メモをする内容は、自分が好きだな/気になるなと思うイラストレーターや漫画家、アニメーターさんの名前や作品、いま流行っているジャンルなどが良いと思います。

文字にすることで、漠然としていたものが整理しやすくなることは多いので、どうしていいか分からない場合はやってみるとイイかも?

 

リストを作ることで得られるメリットはこんな感じじゃないかな?

で、ここで重要なのは、【自分の描きたい興味がどこにあるのかっていうのを、自分で自覚すること】なんだ。
どういう絵なら描いてみたいと思うのかが分からないと、どこをゴールに頑張ればいいのか分かんなくなるだろ?

 

あっ。そうか!

 

欲張りすぎて「あれも! これも!」って手を出すと、どっちつかずになってイマイチってなるし、結局描けないからってイライラもしてくるんだ。
そうならないためにも、「こんな絵を描いてみたい!」って思えるものを、1〜3コくらい探しておくといいんじゃないかな?

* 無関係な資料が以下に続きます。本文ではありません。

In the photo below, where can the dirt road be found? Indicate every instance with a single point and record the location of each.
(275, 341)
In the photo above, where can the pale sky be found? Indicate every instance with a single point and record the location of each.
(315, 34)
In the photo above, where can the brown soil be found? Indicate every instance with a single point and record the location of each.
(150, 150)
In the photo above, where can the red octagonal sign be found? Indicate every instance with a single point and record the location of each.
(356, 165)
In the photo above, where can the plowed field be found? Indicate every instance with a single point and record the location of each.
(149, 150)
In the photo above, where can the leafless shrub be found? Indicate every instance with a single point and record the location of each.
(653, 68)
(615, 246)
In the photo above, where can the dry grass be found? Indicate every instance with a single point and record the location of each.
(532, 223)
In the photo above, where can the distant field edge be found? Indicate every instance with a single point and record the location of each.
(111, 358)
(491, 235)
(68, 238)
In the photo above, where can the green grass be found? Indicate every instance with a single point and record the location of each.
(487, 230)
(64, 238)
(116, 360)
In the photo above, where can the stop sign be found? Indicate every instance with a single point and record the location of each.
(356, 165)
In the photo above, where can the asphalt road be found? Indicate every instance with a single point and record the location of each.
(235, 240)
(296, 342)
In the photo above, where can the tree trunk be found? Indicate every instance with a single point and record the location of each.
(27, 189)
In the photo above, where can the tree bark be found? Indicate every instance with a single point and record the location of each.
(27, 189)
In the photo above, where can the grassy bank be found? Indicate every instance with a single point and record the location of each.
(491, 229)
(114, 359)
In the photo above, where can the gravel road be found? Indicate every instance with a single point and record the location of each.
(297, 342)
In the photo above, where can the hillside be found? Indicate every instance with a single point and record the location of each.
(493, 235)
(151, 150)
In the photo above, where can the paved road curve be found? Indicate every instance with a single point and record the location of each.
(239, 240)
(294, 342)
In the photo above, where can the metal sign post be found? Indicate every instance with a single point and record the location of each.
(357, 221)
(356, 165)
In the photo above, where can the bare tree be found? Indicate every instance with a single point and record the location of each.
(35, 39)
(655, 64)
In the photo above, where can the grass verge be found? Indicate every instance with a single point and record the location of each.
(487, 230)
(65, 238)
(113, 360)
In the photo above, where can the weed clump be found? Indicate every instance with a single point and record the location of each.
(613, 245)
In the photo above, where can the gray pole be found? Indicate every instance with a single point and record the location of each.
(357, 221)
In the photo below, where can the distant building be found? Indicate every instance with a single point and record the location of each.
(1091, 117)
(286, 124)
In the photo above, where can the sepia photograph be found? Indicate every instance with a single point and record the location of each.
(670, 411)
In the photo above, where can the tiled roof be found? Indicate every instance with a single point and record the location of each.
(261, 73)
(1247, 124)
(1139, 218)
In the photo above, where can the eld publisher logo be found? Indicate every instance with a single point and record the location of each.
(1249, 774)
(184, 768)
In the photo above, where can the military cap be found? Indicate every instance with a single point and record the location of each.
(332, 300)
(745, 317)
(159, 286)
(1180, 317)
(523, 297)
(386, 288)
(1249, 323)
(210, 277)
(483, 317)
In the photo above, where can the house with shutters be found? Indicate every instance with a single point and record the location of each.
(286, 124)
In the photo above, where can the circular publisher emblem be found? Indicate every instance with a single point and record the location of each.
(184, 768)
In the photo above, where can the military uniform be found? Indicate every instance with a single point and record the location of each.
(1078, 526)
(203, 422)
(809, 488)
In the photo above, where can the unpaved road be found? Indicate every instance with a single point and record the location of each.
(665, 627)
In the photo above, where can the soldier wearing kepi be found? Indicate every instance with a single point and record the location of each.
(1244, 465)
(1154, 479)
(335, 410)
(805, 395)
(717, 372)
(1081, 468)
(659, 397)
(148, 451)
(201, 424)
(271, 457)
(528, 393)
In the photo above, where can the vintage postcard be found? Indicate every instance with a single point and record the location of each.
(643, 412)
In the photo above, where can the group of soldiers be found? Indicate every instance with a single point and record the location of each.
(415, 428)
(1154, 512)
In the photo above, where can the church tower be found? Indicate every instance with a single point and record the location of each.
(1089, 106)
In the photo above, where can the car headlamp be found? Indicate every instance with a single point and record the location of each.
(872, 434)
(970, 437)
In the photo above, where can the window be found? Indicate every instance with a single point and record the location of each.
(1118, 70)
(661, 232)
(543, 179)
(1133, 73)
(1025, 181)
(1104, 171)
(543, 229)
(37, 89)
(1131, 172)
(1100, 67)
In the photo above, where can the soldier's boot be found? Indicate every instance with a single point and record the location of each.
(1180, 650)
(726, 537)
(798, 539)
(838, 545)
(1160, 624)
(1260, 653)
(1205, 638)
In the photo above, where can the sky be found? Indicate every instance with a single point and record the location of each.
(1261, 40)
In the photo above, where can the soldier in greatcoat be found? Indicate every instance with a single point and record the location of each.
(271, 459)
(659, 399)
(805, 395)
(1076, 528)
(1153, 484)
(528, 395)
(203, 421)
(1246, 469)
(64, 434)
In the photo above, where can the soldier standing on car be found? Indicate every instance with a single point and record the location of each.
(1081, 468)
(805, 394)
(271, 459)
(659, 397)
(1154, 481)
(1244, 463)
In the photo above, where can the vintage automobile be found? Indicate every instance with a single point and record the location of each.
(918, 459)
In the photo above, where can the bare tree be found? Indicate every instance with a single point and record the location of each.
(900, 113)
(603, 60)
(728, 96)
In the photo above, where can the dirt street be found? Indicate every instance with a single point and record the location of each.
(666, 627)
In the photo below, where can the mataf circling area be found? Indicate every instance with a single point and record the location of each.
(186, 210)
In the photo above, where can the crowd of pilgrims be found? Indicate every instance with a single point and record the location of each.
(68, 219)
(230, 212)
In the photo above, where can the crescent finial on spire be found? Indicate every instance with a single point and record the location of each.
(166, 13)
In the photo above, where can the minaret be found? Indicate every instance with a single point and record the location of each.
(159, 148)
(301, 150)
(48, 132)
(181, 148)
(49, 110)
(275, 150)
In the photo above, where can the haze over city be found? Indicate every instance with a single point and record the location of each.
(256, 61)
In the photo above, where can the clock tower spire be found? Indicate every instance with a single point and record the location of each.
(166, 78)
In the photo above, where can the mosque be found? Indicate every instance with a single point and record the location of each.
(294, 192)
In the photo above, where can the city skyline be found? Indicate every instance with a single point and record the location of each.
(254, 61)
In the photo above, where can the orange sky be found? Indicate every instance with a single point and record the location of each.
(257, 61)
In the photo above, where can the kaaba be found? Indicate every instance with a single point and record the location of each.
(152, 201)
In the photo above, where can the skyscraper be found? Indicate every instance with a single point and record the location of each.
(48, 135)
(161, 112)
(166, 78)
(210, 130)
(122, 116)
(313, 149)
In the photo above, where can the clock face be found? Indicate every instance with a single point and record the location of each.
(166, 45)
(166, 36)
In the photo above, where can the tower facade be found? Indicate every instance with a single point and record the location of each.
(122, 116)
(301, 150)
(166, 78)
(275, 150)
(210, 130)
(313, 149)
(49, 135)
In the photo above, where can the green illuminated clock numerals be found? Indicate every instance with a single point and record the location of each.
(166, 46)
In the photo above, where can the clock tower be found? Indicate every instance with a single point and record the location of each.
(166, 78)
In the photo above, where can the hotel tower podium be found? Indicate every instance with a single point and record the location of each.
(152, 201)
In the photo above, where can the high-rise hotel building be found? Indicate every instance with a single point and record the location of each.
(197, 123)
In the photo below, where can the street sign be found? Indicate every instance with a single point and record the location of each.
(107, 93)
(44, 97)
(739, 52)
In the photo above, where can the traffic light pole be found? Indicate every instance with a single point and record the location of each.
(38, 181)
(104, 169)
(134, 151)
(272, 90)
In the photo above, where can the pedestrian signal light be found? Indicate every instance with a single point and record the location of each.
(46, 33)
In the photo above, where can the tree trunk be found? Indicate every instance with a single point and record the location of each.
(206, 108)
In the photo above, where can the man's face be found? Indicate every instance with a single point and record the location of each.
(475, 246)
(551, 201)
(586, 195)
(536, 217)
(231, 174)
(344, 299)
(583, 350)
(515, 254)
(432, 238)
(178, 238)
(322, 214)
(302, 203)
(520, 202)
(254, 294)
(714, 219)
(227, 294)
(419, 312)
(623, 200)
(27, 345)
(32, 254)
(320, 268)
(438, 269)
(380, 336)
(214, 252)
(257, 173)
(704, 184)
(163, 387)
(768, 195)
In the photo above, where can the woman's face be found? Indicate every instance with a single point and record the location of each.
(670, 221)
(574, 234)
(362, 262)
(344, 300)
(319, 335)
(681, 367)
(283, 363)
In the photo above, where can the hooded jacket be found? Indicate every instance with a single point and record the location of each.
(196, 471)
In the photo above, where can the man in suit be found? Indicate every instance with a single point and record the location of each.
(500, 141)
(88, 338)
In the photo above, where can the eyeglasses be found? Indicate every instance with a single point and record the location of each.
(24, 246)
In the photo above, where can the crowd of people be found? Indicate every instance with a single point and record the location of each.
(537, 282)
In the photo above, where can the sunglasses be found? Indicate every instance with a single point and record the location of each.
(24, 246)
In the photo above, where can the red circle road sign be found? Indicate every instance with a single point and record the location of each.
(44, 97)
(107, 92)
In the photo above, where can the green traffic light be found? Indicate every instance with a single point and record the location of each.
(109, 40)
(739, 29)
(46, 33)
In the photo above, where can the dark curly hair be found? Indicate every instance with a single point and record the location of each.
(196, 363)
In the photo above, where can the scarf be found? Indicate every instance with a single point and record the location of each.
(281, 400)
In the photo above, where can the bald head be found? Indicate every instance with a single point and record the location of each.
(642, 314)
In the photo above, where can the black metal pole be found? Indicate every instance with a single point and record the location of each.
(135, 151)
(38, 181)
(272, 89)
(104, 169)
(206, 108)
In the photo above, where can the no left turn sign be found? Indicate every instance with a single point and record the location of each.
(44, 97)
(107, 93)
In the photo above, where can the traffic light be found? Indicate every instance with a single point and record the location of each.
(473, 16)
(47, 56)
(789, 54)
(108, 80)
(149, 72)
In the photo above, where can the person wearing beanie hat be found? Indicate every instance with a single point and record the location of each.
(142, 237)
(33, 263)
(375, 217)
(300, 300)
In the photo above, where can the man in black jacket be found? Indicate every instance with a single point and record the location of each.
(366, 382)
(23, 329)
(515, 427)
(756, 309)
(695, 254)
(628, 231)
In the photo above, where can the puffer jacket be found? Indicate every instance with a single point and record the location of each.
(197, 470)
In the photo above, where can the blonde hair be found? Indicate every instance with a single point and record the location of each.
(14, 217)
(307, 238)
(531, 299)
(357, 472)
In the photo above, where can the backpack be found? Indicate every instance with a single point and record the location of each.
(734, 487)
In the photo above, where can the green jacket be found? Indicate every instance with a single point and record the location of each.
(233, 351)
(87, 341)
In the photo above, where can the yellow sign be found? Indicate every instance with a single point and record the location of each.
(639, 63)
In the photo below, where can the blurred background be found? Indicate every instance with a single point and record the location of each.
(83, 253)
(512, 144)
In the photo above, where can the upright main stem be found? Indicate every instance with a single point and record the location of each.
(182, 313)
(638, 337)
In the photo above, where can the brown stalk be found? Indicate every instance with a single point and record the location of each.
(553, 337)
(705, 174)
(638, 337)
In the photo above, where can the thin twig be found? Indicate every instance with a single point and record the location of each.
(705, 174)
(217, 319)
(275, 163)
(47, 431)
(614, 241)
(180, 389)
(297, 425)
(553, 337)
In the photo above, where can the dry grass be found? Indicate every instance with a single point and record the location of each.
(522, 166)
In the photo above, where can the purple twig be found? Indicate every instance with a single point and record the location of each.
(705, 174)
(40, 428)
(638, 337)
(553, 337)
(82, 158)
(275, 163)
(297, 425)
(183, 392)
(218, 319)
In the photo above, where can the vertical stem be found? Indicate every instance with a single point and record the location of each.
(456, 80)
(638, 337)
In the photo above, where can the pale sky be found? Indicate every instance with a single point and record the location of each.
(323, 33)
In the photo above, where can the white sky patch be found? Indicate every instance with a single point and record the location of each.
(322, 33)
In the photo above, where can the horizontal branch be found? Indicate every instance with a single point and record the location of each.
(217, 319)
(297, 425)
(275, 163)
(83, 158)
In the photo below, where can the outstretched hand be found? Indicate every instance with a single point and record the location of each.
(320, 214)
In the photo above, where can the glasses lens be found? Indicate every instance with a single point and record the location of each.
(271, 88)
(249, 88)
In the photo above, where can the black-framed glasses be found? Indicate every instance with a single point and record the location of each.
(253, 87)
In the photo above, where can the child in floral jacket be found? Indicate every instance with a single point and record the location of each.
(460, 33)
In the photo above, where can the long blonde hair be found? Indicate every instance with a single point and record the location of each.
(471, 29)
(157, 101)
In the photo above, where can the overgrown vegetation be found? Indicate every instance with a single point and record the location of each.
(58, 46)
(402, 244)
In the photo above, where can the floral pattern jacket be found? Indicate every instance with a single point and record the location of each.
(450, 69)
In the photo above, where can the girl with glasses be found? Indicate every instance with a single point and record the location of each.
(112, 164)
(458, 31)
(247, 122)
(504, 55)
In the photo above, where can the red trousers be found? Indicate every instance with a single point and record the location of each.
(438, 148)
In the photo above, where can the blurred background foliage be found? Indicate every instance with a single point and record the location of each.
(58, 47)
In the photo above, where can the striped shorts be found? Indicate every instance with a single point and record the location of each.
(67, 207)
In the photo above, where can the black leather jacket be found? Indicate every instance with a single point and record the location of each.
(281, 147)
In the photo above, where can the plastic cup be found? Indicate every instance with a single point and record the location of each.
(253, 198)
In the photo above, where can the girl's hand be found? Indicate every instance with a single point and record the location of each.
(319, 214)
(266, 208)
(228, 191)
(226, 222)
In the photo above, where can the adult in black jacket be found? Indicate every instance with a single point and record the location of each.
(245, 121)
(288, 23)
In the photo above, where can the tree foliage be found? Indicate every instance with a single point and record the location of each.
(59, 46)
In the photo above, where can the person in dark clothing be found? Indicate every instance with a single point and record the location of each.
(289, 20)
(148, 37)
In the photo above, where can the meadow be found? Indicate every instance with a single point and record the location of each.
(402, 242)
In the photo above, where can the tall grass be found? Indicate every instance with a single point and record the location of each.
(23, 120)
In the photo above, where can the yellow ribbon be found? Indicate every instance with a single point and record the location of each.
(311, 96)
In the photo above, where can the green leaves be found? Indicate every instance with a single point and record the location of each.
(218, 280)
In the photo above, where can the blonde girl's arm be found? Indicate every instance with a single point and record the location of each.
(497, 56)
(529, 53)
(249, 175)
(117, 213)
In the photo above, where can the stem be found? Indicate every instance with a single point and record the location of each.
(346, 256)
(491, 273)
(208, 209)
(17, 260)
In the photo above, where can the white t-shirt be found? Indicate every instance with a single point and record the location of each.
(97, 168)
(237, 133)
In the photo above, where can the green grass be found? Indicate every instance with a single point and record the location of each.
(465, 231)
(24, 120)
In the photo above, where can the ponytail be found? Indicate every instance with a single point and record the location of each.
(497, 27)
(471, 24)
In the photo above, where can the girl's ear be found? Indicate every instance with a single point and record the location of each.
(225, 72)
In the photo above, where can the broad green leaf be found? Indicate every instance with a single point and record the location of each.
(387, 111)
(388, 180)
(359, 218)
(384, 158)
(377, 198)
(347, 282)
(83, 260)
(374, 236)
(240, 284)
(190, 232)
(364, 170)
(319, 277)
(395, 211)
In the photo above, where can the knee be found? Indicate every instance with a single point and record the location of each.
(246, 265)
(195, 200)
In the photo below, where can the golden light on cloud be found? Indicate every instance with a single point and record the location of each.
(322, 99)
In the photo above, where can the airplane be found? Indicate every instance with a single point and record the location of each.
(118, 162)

自分が気になる絵柄のリストを作ることは、自分の興味がどこに向いているのかを客観的に自覚するために役立ちます。

思いつくだけ書いた物の中で一番気になって仕方が無いものがあれば、それが自分の尤も興味が向いている対象と言うことです。

興味の対象が分かれば、参考にさせてもらうお手本を探すことの難易度がぐんっと下がってきます。

漠然とした目標で練習を進めていくよりも、明確に目標を決めてしまった方がゴール地点がよりハッキリと見えてくると言う事です。

 

そうやった方が早く上手くなったりすんのか?

 

さぁね。それは平太の頑張り次第だろ。

 

とは言え、目標を定めただけでは一気にスキルアップするわけではありません。

ただ、やるとやらないとでは、遠回りをするかしないかの差は出てくるんじゃないかなと思います。